Pakistan-based terrorist leaders who conveyed precise police positions to the 26/11 attackers may have been guided by LeT spotters on the ground in Mumbai rather than by live television coverage, a BBC investigative report claimed on Sunday.
The report, to be shown on BBC Television on Monday night, said leaders of the 10 terrorists who attacked Mumbai on November 26 were directing events minute by minute on mobile phones, routing all calls over the Internet.
BBC Newsnight correspondent Richard Watson, who carried out the investigation, said “it is astonishingly clear from these calls that the terrorist leaders, said to be in Pakistan, knew every move the police were making as the hostage crisis unfolded”.

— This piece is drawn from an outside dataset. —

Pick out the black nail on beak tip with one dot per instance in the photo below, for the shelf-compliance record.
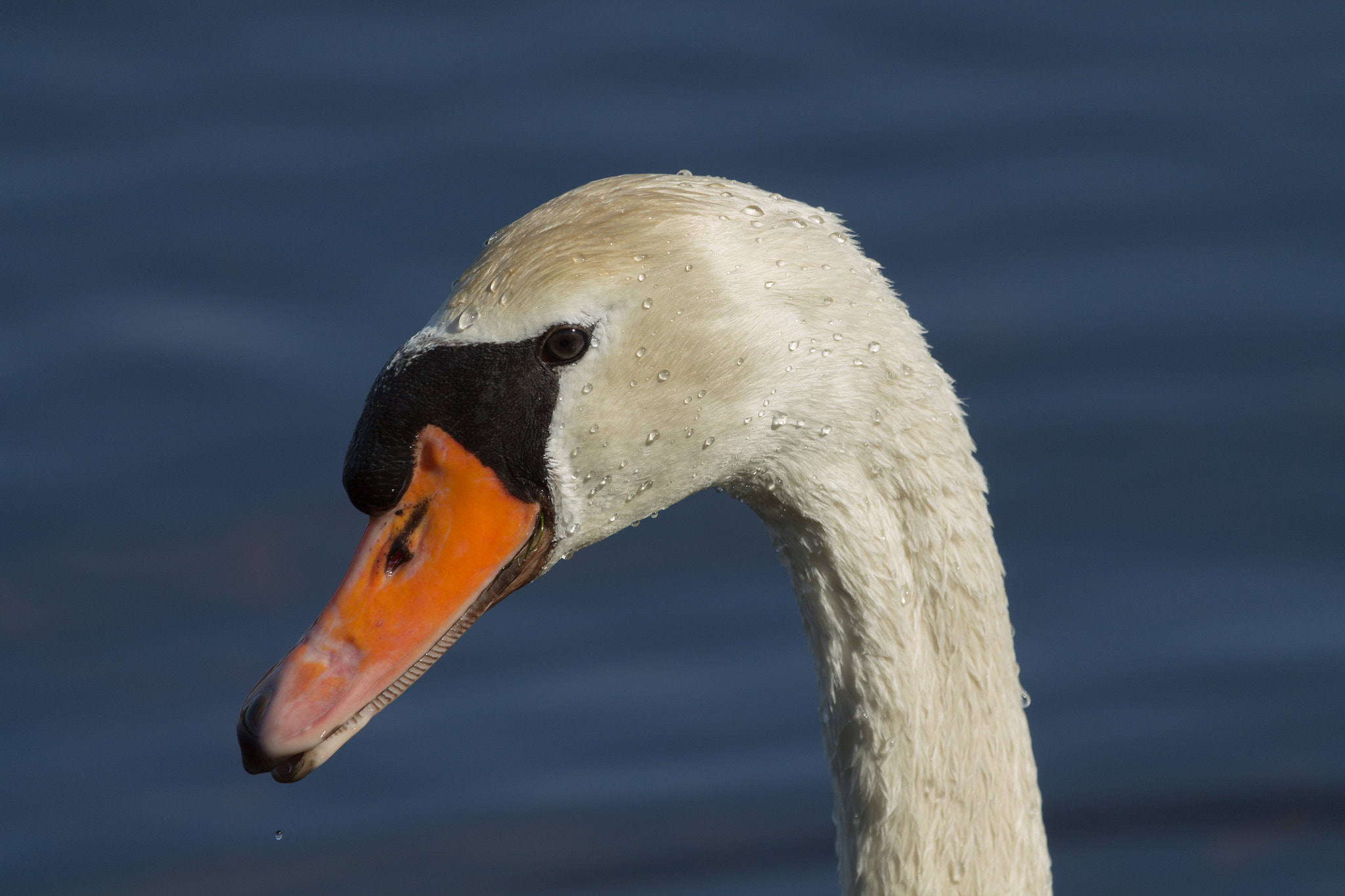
(249, 731)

“But these instructions seem remarkably precise for that. I know the kind of live shots used in these situations and they would be unlikely to yield that kind of detail. It is far more likely that they had spotters on the ground who were feeding back information to their leaders about the police movements,” Watson said.
If this is true, then it means an LeT cell in Mumbai which is still undiscovered played a crucial role in the attacks, Watson wrote, admitting the possibility of local Muslim involvement would be politically damaging for India.
According to the report, Indian intelligence intercepts of the calls, some of which were obtained by the producers of the programme, are crucial to the police investigation, especially in relation to the attack on the Jewish centre at Nariman House.